Housing, marriage, education, and medical treatment—you can now easily withdraw PF money for these five purposes..
If you are employed and hold an Employees' Provident Fund (EPF) account, there is significant news for you. The government has implemented the EPF Scheme-2026, under which the rules for partial withdrawal from the PF account have been made considerably easier compared to the past. The new system came into effect on June 29, 2026. Its objective is to ensure easy access to funds for employees during times of need while simultaneously securing adequate savings for retirement.
**Mandatory to Maintain a 25% Balance**
The most significant change under the new rules is that a minimum of 25% of the funds must remain in the account even after a partial withdrawal.

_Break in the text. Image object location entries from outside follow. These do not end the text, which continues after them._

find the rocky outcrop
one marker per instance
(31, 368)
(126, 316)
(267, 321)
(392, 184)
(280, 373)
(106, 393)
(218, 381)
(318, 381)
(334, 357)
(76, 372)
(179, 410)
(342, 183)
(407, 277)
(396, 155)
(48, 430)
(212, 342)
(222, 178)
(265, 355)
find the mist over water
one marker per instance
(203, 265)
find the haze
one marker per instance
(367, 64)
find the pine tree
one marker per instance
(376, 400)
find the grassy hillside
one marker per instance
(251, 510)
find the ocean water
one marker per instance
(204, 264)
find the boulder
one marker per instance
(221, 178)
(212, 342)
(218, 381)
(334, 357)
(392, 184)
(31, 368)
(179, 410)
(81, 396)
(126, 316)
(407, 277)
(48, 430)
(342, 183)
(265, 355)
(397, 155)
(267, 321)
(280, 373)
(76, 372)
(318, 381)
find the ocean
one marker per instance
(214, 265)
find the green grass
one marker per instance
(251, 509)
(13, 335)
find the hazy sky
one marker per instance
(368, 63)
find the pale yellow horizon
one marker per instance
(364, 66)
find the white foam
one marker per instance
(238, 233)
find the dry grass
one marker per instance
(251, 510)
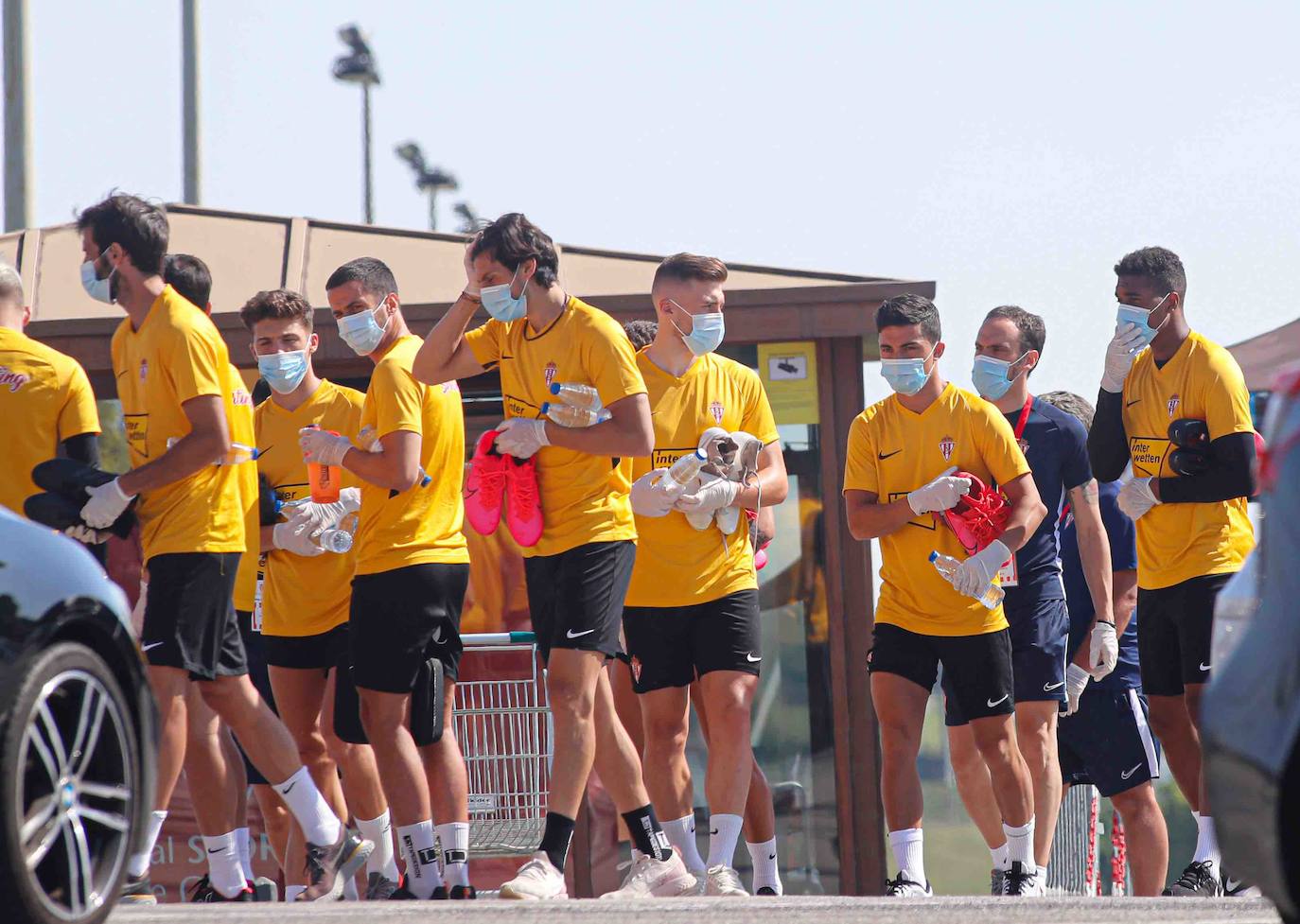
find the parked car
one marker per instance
(77, 730)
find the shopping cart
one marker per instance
(503, 723)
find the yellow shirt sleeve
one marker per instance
(79, 413)
(859, 469)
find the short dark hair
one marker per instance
(275, 303)
(374, 274)
(1034, 333)
(641, 333)
(511, 239)
(691, 268)
(190, 277)
(136, 226)
(1073, 405)
(904, 311)
(1156, 264)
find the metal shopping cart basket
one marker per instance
(503, 723)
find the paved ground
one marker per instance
(801, 910)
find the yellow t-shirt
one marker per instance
(44, 399)
(584, 497)
(893, 451)
(1177, 542)
(177, 355)
(305, 596)
(421, 524)
(677, 565)
(242, 433)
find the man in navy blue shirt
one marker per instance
(1106, 741)
(1007, 350)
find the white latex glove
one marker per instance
(975, 573)
(941, 494)
(1123, 346)
(712, 494)
(319, 517)
(291, 537)
(105, 504)
(1102, 650)
(521, 437)
(1075, 683)
(654, 493)
(322, 447)
(91, 537)
(1136, 497)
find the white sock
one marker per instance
(1206, 841)
(382, 861)
(998, 855)
(319, 823)
(723, 834)
(224, 868)
(454, 837)
(1019, 845)
(244, 845)
(767, 871)
(138, 864)
(681, 836)
(416, 843)
(909, 853)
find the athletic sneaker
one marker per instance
(379, 888)
(485, 486)
(1024, 881)
(136, 892)
(723, 881)
(1198, 879)
(329, 865)
(538, 879)
(657, 879)
(905, 888)
(524, 506)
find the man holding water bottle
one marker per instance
(901, 462)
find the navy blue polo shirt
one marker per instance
(1123, 556)
(1056, 446)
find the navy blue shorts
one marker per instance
(1108, 742)
(1040, 635)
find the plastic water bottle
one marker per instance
(577, 395)
(948, 566)
(566, 415)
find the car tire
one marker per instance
(69, 772)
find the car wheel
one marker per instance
(68, 780)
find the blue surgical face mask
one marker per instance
(284, 372)
(361, 332)
(906, 377)
(100, 290)
(991, 375)
(501, 305)
(1140, 317)
(706, 332)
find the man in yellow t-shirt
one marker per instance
(411, 570)
(577, 573)
(900, 471)
(45, 399)
(173, 378)
(1164, 382)
(692, 607)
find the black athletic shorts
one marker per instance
(979, 666)
(673, 646)
(190, 617)
(576, 598)
(1173, 635)
(402, 618)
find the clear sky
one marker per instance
(1009, 151)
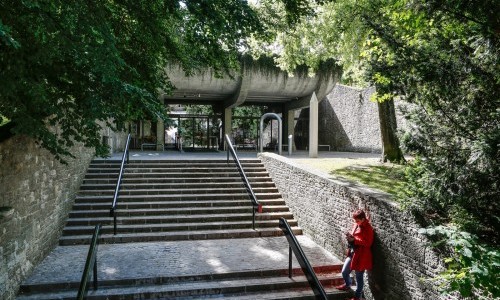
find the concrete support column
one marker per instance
(290, 121)
(160, 135)
(228, 118)
(313, 126)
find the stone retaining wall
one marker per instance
(36, 195)
(349, 121)
(323, 208)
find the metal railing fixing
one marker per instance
(125, 158)
(256, 205)
(293, 245)
(90, 264)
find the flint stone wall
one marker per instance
(323, 208)
(36, 193)
(349, 121)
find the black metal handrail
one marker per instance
(253, 198)
(112, 211)
(294, 246)
(90, 264)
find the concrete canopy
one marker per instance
(255, 85)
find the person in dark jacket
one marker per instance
(359, 256)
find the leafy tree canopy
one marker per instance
(66, 68)
(443, 59)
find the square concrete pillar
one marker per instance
(291, 127)
(160, 135)
(228, 120)
(313, 126)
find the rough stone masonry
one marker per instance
(402, 257)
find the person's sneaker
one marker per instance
(342, 287)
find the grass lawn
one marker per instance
(371, 172)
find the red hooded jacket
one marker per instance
(363, 239)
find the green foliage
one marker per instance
(3, 120)
(389, 179)
(69, 68)
(473, 268)
(449, 71)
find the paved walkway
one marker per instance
(179, 258)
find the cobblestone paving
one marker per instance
(167, 259)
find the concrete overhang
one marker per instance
(255, 85)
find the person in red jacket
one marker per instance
(359, 257)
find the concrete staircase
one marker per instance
(179, 207)
(175, 200)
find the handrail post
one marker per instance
(114, 223)
(91, 259)
(253, 219)
(306, 267)
(253, 198)
(125, 158)
(95, 272)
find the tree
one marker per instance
(68, 67)
(337, 30)
(443, 58)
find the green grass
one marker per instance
(387, 178)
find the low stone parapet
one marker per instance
(323, 206)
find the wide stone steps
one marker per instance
(177, 236)
(174, 204)
(233, 173)
(180, 218)
(177, 191)
(164, 185)
(108, 229)
(268, 284)
(175, 197)
(178, 202)
(176, 180)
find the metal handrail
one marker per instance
(294, 246)
(112, 211)
(90, 263)
(253, 198)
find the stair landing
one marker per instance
(162, 264)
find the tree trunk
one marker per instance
(388, 125)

In other words, employees can only withdraw from the 75% portion of the funds, referred to as the 'eligible member balance.' This balance includes contributions from both the employee and the employer.
**PF Funds Can Be Withdrawn for These 5 Needs**
Under the new EPF scheme, employees can withdraw money from their PF accounts in five specific situations:
1. **Housing-related needs:** Up to 100% of the eligible balance can be withdrawn for purchasing a house, constructing a home, buying land, repaying a home loan, or home repairs.
2. **Medical treatment:** Up to 100% of the eligible balance can be withdrawn for the medical treatment of the employee or an eligible family member.
3. **Higher education:** Withdrawals are permitted up to a maximum of 10 times during the tenure of membership for the education of the employee or an eligible family member.
4. **Marriage:** Money can be withdrawn from the PF account up to a maximum of 5 times for the marriage of the employee or an eligible family member.
5. **Special circumstances:** Withdrawal of up to 100% of the eligible balance is also permitted during financial crises or other special situations defined under the scheme.
**Relaxed Rules on Service Duration**
Previously, withdrawing money from the PF account was subject to conditions requiring 2 to 7 years of service, depending on the specific need. However, this requirement did not apply to medical emergencies. Under the new scheme, partial withdrawals will generally be permitted only after completing 12 months of EPF membership. This will allow employees quicker access to their funds when needed.
**Simplified Documentation Process**
The online claim process has been streamlined under the new system. If an employee's Aadhaar, UAN, bank account details, and KYC are fully updated, the submission of physical documents will not be required in most cases. However, the EPFO may request additional documentation if necessary for claims related to medical needs, education, or housing.
**What Hasn't Changed?**
While the new scheme introduces several changes, certain rules remain unchanged. The requirement of completing five years of continuous service pertains solely to tax implications, not to withdrawal eligibility. Furthermore, there have been no changes to EPF contribution rates, interest calculation methods, or the UAN facility.
**Advice for Employees**
Experts advise viewing the EPF primarily as a retirement fund; therefore, one should withdraw money from the PF account only when absolutely necessary. It is also important to consider tax regulations and other financial alternatives before making a withdrawal. The longer funds remain in the EPF account, the larger the corpus accumulated by the time of retirement.